How to find a roost site

The following tips are from Hein Pienaar, founder of the Migrating Kestrel Project:

On arrival at your destination (town) ask the locals about large numbers of birds sleeping in a tree in town. A quick visit to a filling station, police offices, local municipal offices and the hotel could provide you with the information. Failing this, drive around town and visit a few large Pine or Bluegum trees at the above-mentioned localities and look for feathers, pellets of indigestible food or white dropping on tree trunks and branches. These kestrels tend to create quite a mess with their droppings and are often complained about by residents.

Locate a vantage point on high ground overlooking the town and scan the horizon and large trees for kestrel activity. These kestrels arrive in large numbers and can be seen from about 17:30 to 19:00 as they fly to the roost site from all directions. They often scatter a number of times from the roost site and circle the roost tree before settling down for the night. This is the best time to locate a roost site.

Adam Welz has spent many days looking for kestrel roosts in all parts of the country and has the following advice:

In the morning, kestrels tend to disperse rapidly from the roost site in many directions, thus is it virtually impossible to find roosts at this time of day.

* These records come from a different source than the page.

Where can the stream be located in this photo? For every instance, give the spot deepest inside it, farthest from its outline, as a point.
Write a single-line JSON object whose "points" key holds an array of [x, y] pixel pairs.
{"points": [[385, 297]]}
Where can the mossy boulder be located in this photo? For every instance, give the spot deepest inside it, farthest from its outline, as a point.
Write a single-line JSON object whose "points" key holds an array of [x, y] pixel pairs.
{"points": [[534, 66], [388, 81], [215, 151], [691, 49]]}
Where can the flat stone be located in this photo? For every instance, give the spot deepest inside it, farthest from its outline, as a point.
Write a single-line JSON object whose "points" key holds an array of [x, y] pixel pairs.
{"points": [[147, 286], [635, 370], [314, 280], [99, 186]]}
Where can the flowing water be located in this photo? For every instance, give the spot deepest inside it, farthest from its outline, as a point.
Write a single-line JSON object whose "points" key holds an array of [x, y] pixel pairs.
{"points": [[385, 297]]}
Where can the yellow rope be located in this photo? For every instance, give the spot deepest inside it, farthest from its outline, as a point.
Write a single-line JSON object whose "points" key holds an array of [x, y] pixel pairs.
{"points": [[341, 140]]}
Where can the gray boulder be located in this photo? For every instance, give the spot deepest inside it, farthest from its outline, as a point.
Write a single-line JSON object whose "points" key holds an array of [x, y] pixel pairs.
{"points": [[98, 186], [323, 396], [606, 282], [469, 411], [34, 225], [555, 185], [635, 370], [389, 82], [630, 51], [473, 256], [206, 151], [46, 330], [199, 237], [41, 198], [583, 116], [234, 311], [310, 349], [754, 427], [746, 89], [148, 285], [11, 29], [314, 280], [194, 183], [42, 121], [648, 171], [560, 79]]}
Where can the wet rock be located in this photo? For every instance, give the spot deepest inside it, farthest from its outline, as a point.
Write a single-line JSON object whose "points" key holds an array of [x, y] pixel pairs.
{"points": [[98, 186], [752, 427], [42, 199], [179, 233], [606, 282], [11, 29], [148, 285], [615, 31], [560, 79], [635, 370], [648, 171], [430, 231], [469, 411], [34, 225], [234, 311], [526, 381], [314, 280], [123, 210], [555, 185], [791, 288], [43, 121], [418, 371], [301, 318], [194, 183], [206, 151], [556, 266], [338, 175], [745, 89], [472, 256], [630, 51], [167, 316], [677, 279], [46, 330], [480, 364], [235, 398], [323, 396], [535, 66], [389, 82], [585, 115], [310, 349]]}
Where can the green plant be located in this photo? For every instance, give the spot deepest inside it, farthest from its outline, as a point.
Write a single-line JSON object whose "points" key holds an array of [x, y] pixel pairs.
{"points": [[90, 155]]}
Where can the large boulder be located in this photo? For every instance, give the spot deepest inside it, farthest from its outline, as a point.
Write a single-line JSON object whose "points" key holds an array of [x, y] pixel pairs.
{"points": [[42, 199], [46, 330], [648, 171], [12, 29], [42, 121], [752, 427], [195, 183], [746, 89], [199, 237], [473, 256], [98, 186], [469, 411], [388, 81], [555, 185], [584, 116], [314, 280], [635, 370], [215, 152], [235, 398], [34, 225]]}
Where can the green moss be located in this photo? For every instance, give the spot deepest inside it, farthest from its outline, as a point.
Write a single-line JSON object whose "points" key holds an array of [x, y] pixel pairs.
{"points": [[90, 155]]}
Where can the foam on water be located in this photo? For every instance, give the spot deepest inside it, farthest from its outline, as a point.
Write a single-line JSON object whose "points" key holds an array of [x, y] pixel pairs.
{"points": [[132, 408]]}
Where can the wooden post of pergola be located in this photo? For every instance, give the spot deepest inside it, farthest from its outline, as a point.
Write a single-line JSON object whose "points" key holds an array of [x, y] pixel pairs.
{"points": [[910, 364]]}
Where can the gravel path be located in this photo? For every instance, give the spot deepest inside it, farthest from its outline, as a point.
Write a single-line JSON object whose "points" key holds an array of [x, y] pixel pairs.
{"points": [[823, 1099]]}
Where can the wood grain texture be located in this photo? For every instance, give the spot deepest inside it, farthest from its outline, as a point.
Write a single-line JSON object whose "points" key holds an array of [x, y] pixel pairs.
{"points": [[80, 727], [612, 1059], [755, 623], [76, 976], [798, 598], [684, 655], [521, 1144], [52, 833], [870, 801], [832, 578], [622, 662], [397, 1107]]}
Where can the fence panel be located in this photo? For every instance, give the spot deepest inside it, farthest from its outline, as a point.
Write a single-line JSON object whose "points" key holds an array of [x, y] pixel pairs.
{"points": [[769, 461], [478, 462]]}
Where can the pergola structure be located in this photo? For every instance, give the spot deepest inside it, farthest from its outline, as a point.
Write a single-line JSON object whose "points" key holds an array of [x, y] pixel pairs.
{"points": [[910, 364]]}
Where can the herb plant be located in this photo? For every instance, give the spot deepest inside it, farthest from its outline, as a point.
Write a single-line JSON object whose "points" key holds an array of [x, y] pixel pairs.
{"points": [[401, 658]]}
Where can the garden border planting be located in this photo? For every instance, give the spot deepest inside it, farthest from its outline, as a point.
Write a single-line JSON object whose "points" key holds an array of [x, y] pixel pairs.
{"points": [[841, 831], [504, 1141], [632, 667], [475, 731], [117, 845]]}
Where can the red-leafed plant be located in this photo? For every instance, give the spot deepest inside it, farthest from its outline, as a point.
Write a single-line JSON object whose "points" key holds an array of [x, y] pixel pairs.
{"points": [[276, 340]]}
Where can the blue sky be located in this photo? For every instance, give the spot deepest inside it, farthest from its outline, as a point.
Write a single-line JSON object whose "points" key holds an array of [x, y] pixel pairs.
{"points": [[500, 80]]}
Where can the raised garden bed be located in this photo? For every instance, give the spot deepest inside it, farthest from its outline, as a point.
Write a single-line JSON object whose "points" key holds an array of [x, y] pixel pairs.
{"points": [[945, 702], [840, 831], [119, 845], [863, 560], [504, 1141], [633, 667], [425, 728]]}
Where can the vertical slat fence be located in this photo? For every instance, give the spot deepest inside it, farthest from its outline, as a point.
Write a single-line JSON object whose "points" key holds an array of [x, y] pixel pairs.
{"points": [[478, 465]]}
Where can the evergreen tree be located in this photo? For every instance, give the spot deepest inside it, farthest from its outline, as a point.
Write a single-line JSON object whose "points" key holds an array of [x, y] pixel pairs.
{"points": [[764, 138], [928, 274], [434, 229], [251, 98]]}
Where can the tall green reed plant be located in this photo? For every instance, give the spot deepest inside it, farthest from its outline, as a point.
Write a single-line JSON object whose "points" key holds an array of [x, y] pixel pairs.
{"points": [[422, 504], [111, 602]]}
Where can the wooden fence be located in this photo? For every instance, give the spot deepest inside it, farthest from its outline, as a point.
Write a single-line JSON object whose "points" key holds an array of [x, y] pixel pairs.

In the evening, birds that have dispersed many kilometres across the landscape during the day to feed will move slowly back towards the roost, progressively joining into larger groups. Sometimes one finds groups of several hundred birds gathered in and around powerlines or trees, preening and circling, perhaps feeding, very close to sunset or even a little after sunset. THIS DOES NOT NECCESARILY INDICATE THAT THEY ARE AT OR VERY NEAR THE ROOST, as migratory kestrels often have pre-roosting gathering places that are habitually used – sometimes as far as several kilometres from the roost itself.

The best way to find a roost is to wait with such a congregation from just before sunset onwards. Around sunset, or sometimes up to half-an-hour after sunset, the birds will usually start flying fast, about 50m above the ground, directly (no circling) in the direction of the roost. They will either fly immediately into the roost or circle briefly in groups right above the roost before dropping in. ‘True’ roosts generally have lots of crap and pellets under them, and the birds will stay at them until it becomes absolutely dark (they will tend to leave gathering areas before it becomes absolutely dark. Some birds will still be on the move and flying into the roost until well after dark, though, especially if the roost is lit up and they are Amur Falcon – Lesser Kestrel will sometimes come to roost far earlier, up to 3 hours before sunset).

The vast, vast majority of roosts we currently know about are in alien trees (gums and pines, mainly) in towns or at inhabited places like large farmsteads or rural hotels. One roost (Smithfield) is in a line of gums in a lonely field several kilometres from town, and at at least one other (Winterton) the birds roost all night on powerlines over water – however these exceptions, and if you find birds gathering in trees far away from human habitation or in powerlines it is best to assume that you have found a pre-roosting gathering place and not an actual roost. Wait with the birds until after it becomes absolutely dark, and go back an hour before sunrise to see if they are still there before you call it a ‘real roost’.

Sometimes birds will roost in several trees or groups of trees scattered around a town – perhaps even one or two kilometres apart. Sometimes all the birds will be in one tree or small group of trees. When you have found a roost, look around the area/town for other roost trees (this is sometimes best done early in the morning, while the birds are flying out). Again, roost trees and their surrounds are usually pretty obviously ‘painted’ with white crap and have insect-filled pellets underneath them. (Sometimes this is less obvious if it has rained).